Patrick Brayer / March 2020
Below is a photo Chris took of my wife and I for our wedding in 1999. My wife, Holle Brayer is wearing the dress her mother was married in, and i am wearing the pin stripped suit i wore in Lost Highway, along with a Salvador Dali designed tie given to me by David Dickey II.
For further reading see Harvey Kubenik’s article: Chris Darrow: An Appreciation (Music Connection Magazine)
I also published two other blog pieces concerning Darrow on this site
Christopher Lloyd Darrow (1944-1920) : A Remembrance by Patrick Brayer
Under My Own Disguise: Chris Darrow by Patrick Brayer
Film from Chris Darrow Memorial March 7, 2020
Empty Cage Behind
Lion at my doorstep, but I am not afraid
Light as green as money in the bamboo shade
Foothills kneel in wonder at a door that need not close
And I’ll leave my empty cage behind me when I go
I feel lighter now / than any note that you might choose
Freedom is just a word that we’re forever free to use
Coyotes are to whipping boys what neon is to sin
And I’ll leave an empty cage behind me for every place I’ve been
And I’ll leave my empty cage behind me when I go
There’s a salmon colored nomad pulling up beside the curb
There’s spirit in the hillsides for every weed and herb
I’ll write every last word down for you in case you might be stoned
I’ll leave my empty cage behind me, a rusty hinge it moaned
And I’ll leave my empty cage behind me when I go
Hot plate in the casbah and I’ve been up all night
I’m a disciple to my coffee / I kiss and hold it tight
I once beat a path though the orchard, left a blossom scented clue
Now I’ll leave my empty cage behind me, the bars are painted blue
And I’ll leave my empty cage behind me when I go
Here’s one last drink to my vibration / I won’t spill a drop
I have a six-string calling card / with a Nickel-plated top
Let me have my freedom / to know what the bamboo knows
That I’ll leave my empty cage behind me when I go
I’m free / as the winds blow
To leave my empty cage behind me when I go
Written by: Patrick Brayer (02-02-20)
For Chris Darrow 1944-2020
A moving piece of writing, Patrick. The best of grieving remembrances! So sad for this loss.
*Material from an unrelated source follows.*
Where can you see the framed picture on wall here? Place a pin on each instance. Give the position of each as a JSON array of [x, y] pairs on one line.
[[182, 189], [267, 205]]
I look forward to hearing the song in person when we can finally get together, although that may be some time considering the lamentable cultural situation in which we find ourselves. Thanks for writing this brief memoir. I think it could be an entire book, or more exciting, your own memoirs could emerge out of it also. Here’s hoping.
Dorien Moreland Upton said:
Thank you Patrick,
For sharing your eulogy of Chris Darrow,
Your way with words make me speechless, happy, sad and wanting more, because your creativity seems boundless.
Again I thank you for the sharing of your gifts to me, one of Chris’ many friends.